La question de l'acrylamide, une substance présente dans le café, soulève des inquiétudes concernant un possible risque accru de cancer. En Californie, une association de consommateurs exhorte les entreprises, dont Starbucks, à alerter les consommateurs sur ces risques.
L'acrylamide est reconnu comme un "cancérogène possible" par le Centre international de recherche sur le cancer (CIRC), une agence rattachée à l'Organisation mondiale de la santé. Cette substance se retrouve principalement dans la fumée de cigarette et dans divers aliments grillés, y compris le pain, les chips de pommes de terre et bien entendu, les grains de café. Une fois ingéré, l'acrylamide peut se transformer en glycidamide, un composé associé à des mutations et à des dégâts potentiels sur l'ADN.
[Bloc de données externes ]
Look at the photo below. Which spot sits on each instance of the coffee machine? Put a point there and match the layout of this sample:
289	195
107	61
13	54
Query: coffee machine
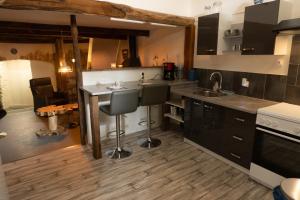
169	71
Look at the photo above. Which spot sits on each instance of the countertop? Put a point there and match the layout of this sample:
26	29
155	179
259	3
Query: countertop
237	102
123	68
103	89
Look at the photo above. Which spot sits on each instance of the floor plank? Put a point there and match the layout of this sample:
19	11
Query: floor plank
175	170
Des affiches devant le comptoir
Le Conseil pour l'éducation et la recherche sur les toxiques, une association californienne, a déposé une plainte contre plusieurs chaînes de café. Elles sont accusées de ne pas avoir fourni un avertissement adéquat sur les dangers liés à la consommation de café, selon des déclarations relayées par CNN.
Dans leur demande, l'association insiste sur l'importance d'afficher des avertissements explicites sur la présence d'acrylamide ainsi que sur les risques potentiels associés à la consommation de café. Si le tribunal donne gain de cause à cette démarche, il deviendra obligatoire pour les enseignes d'installer des panneaux d'information visibles dans leurs établissements.
Lors d'une audience préliminaire, les entreprises de café ont fait valoir que le niveau d'acrylamide contenu dans leurs produits était jugé sûr et que les bienfaits du café pour la santé surpassaient largement les risques supposés. Ces arguments soulèvent un débat sur la balance entre l'appréciation des plaisirs du café et la vigilance nécessaire face aux dangers potentiels.